Years ago I was struggling with a dilemma - when players start out they have no magic items. Them through adventuring, they find weak magic items but keep 'trading up' as they advance in level. Not a big deal, really, but I had two problems - would you really just sell/cast aside the sword you did so many heroic deeds with because the new one is shinier and where did all those magic items come from?
Then, while I was considering this, I re-read the entry on Rings of Elemental Command.
That was it - items that grow with your characters.
Keep in mind , this was more than 20 years before Weapons of Legacy was printed and 30 years before I read that book!
Anyway, I came up with two major ideas that have crept into and out of my campaigns over the decades since.
First, some magic items are magic because of what they are and how they've been used rather than from being enchanted by a mage or cleric.
Example: At 2nd level Lyon the Paladin finds a well-made sword forged of an alloy of meteoric iron and mithril. Although not enchanted, it is +1 to hit and damage because of its excellent quality. At 3rd level Lyon is part of the defense of a remote border fortress when waves of Orcs attack. When catapults finally punch through the outer curtain wall Lyon stands in the breach, alone, holding it against the Orcs until archers can drive them back. After the battle he kneels and praises God. Now his sword is still +1 to hit and damage, but it is a magical bonus. Further, if Lyon is fighting alone against multiple foes he gains a +1 to A.C.
At 5th level Lyon is part of an expedition against a demonic chapel. During the fighting an evil cleric uses a magic item to summon a horror from the Abyss. Undaunted, Lyon fights bravely against the fiend. Although badly wounded, he still prevails. Bathed in the ichor of this magical creature the sword is now +2.

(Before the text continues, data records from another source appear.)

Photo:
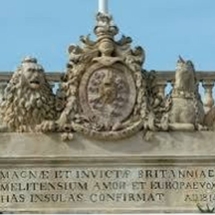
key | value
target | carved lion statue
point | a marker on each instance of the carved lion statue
(186, 107)
(28, 99)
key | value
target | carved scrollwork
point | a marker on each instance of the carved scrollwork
(104, 88)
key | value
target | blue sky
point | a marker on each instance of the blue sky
(165, 28)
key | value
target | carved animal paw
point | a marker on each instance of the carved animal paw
(22, 129)
(200, 127)
(46, 126)
(67, 136)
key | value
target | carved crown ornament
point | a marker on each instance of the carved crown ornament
(104, 94)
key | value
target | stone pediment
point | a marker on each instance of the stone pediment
(104, 94)
(130, 151)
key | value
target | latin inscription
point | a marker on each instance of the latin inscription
(103, 187)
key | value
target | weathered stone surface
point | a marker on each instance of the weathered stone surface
(171, 173)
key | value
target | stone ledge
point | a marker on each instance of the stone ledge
(162, 144)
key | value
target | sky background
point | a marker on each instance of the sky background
(164, 28)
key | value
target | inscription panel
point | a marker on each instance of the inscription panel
(137, 186)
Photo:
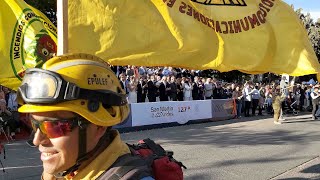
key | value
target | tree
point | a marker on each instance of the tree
(313, 30)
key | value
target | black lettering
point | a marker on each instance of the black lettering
(226, 25)
(212, 22)
(182, 7)
(218, 29)
(203, 19)
(16, 53)
(264, 9)
(267, 3)
(237, 26)
(208, 22)
(253, 21)
(196, 15)
(189, 12)
(246, 26)
(261, 17)
(231, 27)
(171, 3)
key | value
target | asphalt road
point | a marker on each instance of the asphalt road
(252, 148)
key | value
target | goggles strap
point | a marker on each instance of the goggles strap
(106, 97)
(82, 154)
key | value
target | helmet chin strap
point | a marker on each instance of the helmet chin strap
(83, 155)
(82, 146)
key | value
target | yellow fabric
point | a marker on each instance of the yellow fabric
(27, 39)
(193, 34)
(101, 163)
(88, 72)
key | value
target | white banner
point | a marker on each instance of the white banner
(170, 111)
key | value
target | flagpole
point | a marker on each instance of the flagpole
(62, 23)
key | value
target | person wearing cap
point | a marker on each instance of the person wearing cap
(72, 103)
(315, 96)
(277, 99)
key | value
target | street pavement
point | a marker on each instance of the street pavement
(248, 148)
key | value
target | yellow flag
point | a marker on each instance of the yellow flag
(253, 36)
(27, 39)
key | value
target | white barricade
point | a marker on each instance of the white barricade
(170, 111)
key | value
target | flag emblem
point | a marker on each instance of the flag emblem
(222, 2)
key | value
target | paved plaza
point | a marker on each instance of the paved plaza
(249, 148)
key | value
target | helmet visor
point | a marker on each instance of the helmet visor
(41, 86)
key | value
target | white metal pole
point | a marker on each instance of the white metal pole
(62, 23)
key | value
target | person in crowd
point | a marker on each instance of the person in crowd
(173, 89)
(162, 89)
(179, 89)
(74, 134)
(195, 89)
(268, 99)
(201, 89)
(315, 96)
(255, 94)
(208, 88)
(277, 98)
(132, 87)
(247, 98)
(237, 96)
(218, 91)
(124, 82)
(284, 90)
(168, 87)
(142, 89)
(3, 103)
(152, 89)
(187, 90)
(130, 70)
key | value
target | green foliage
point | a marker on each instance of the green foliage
(313, 30)
(49, 8)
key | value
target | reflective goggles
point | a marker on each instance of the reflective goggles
(46, 87)
(56, 128)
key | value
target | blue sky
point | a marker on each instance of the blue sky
(311, 6)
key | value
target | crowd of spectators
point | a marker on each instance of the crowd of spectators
(144, 84)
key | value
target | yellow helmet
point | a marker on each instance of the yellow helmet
(80, 83)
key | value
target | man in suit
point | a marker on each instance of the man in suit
(152, 89)
(195, 89)
(141, 90)
(123, 82)
(162, 89)
(315, 96)
(173, 89)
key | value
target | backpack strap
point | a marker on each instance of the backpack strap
(156, 148)
(128, 167)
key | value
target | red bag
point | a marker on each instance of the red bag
(164, 166)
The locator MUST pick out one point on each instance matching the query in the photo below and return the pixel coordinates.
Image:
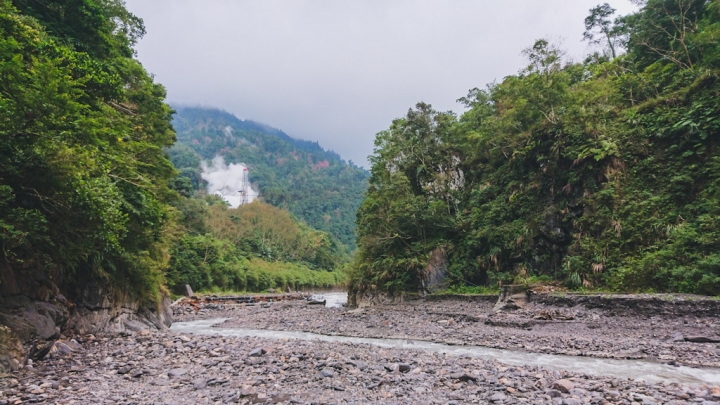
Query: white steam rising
(226, 181)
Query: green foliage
(598, 175)
(251, 248)
(314, 185)
(83, 179)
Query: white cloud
(339, 71)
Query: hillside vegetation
(88, 194)
(83, 175)
(600, 174)
(315, 185)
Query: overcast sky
(339, 71)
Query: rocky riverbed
(166, 367)
(677, 339)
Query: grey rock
(257, 352)
(177, 372)
(554, 394)
(327, 372)
(563, 385)
(63, 348)
(199, 383)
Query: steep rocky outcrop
(33, 311)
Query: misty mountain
(315, 185)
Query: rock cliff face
(33, 309)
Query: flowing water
(634, 369)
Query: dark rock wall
(33, 309)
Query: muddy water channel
(626, 369)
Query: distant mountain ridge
(315, 185)
(188, 115)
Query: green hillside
(601, 174)
(315, 185)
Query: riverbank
(170, 367)
(543, 326)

Over the years Lyon engages in a duel with an anti-paladin, overthrows a tyrant dominating a small Halfling nation, and slays a kraken after being dragged beneath the waves. At 14th level his sword is now a +4 Defender and almost as much a companion as a weapon. Now, much older and wiser, he once again faces a terrible foes from the Abyss. Chanting a litany Lyon closes with the fiend and does battle. After a long struggle Lyon severs the fiend's whip hand and then shatters the demon's sword, finally impaling the demon through the heart. The demon topples forward, snapping Lyon's sword in two under it great bulk.
Lyon, knowing it is but a tool, struggle to push the sadness from his heart - the sword has been with him for so long! As he struggles with the warring emotions a winged figure appears. In a few moments it is holding Lyon's sword, as whole as ever, in its hands before returning it to the erstwhile paladin. Trembling, Lyon grasps the +5 Holy Sword of Demon Slaying and thanks God for his mercy.
This sort of arc can take all sorts of directions - a thief's gloves slowly become Gauntlets of Dexterity; a cleric's mace becomes, eventually, a Mace of Disruption. Just beware of two things - don't go too fast and don't use it as an excuse to railroad players! How I try (and sometimes fail) to use it is as an encouragement to heroic action - when the players know that dramatic actions can have a direct effect they are encouraged to make the broad gesture, to take the great risk.
Second, some magic items need to be activated in stages, over time. This was the first idea I had, from the Rings of Elemental Command. I though that, rather than have one event trigger all the powers each power needed a different event. This can be very simple, such as needing to discover different command words. It can also be complicated, such as, oh, this
Example: When 1st level Korbok the Mage finds a wand with a scrap of paper that has the word 'emburn' on it. An Identify spell indicates that it is a Wand of Burning Hands with 98 charges and, well, maybe more; the results were a little murky.
At 4th level Korbok is going through the library of an evil sorcerer that his party had defeated when in a book of arcane lore he finds a reference to 'emburn' and 'fulmose'. With a bit of (very careful) experimentation Korbok learns that the Wand will also cast a Wall of Fire with the second command word at the cost of two charges.
At this point Korbok suspects that there is even more to the wand so he travels to the City of One Thousand Islands to visit the various libraries and search out sages. After a few weeks (and a few pounds of gold coins) he knows that there is another power in the wand and a way that might unlock it. He returns to his villa and goes through a process almost identical to researching a third level spell. After the proper expenditure of time and money Korbok succeeds in his roll but instead of learning a new spell he unlocks the wand's third power - the ability cast a Fireball at the cost of a charge.
Now, I certainly don't do this is every magic item in the campaign. Far from it. But I do make it common enough that the players look at every single magic item with interest and (my main goal) a sense of wonder. Since I use a lot of unique or non-standard magic items it returns that sense of potential I think magic items should have. Is that just a +1 dagger or a Dagger of Orc Slaying that needs to be unlocked? Is this a Robe of Armor, A.C. 4 or a Robe of the Archmage?
It also allows me to introduce fewer magic items into the campaign without the players feeling under-rewarded for their efforts.
Last, and certainly far from least, these simple mechanics are a toolbox of plot hooks, quest openers, and ways of separating players from treasure!
Is anyone else trying anything similar?